Weights Metrics #340

ElliotStein · 2024-06-03T11:28:07Z

Implemented:

Framework to compute metrics based on layer weights using existing mergekit infrastructure (run_measure is based on run_merge, metric_methods based on merge_methods etc).
plot_tools.MetricsHandler to load metrics output, process and interact with statistics.
plot_tools.ModelGraph to generate a graph to represent the model structure, with node level statistics visible by hovering over a node, and more detailed stats (histograms, rather than means) available by clicking on a node.
run_metrics.py ties everything together and generates an interactive dashboard displaying the ModelGraph graph.

Not Implemented:

Split layers into individual heads
Activation based metrics
Unit tests

…methods

… to plot (simple) interactive graph

…yers. heatmaps for other metrics.

…yer name

cg123 · 2024-06-16T22:26:39Z

run_metrics.py

This file should probably be in mergekit/scripts.

Also would be good to use click to turn the hardcoded values into arguments.

cg123 · 2024-06-16T22:27:50Z

mergekit/plot_tools/plot_tools.py

+from typing import List, Dict, Optional, Any, Tuple
+from mergekit.graph import Task
+import networkx as nx
+import plotly.graph_objects as go


We should capture these new dependencies in pyproject.toml. Probably under a feature, so headless installs don't need to bring them in.

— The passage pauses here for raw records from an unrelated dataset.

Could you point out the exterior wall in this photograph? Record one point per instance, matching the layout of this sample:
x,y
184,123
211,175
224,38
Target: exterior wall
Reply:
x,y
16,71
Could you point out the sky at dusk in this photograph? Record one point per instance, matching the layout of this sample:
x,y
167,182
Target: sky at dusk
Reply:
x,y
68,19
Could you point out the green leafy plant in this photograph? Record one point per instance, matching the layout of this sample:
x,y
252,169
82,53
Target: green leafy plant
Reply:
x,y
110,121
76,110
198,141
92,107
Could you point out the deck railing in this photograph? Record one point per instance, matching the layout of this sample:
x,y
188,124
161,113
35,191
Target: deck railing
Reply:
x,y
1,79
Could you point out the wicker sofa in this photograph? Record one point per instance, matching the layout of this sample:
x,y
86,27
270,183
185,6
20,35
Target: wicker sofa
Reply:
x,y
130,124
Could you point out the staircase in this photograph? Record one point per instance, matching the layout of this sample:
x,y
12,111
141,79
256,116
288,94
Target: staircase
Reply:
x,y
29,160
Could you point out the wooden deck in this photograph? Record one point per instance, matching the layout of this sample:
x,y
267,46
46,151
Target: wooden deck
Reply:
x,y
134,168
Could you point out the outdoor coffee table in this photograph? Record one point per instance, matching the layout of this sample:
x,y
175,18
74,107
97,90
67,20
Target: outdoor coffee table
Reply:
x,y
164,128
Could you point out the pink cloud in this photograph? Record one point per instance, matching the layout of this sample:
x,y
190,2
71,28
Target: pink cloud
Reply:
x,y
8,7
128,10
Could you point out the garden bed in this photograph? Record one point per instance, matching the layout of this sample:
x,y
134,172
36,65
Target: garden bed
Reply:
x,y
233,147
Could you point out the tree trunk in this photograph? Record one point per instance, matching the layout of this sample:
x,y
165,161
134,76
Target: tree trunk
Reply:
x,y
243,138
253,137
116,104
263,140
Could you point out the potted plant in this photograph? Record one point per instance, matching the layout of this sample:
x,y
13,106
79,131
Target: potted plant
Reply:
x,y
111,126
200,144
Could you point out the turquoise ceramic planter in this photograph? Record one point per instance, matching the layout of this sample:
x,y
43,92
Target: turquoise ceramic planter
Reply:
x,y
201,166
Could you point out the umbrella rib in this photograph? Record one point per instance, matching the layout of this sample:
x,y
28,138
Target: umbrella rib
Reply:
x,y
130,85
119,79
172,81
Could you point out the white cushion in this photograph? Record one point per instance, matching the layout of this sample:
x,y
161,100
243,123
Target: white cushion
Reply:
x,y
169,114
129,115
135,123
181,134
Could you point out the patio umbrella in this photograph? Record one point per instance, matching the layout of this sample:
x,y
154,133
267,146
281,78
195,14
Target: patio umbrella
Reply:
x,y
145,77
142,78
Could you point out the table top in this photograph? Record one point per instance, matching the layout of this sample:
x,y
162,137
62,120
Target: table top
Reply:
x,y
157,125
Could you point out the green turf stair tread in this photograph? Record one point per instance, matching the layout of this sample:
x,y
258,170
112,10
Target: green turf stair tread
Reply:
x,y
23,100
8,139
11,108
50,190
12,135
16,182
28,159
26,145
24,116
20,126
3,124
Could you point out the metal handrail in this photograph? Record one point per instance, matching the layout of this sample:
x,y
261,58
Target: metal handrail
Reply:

cg123 · 2024-06-16T22:29:45Z

mergekit/plan.py

            )
-        finalize = FinalizeModel(


Totally fine to not do the finalize task when we're doing metrics, but this is needed for merges - I think as is this makes merges not write out correctly.

cg123 · 2024-06-16T22:30:37Z

mergekit/metric_methods/all_metrics.py

+        **_kwargs,
+    ) -> Task:
+
+        if 'self_attn' in output_weight.name:


Down the line we probably want this split to be done based on new fields in ArchitectureInfo but this is good for now!

cg123 · 2024-06-16T22:33:12Z

mergekit/metric_methods/all_metrics.py

+
+    res = {}
+
+    scale_diff = torch.abs(norm_0 - norm_1) / ((norm_0 + norm_1) / 2)


Should we be doing something here to guard against dividing by zero?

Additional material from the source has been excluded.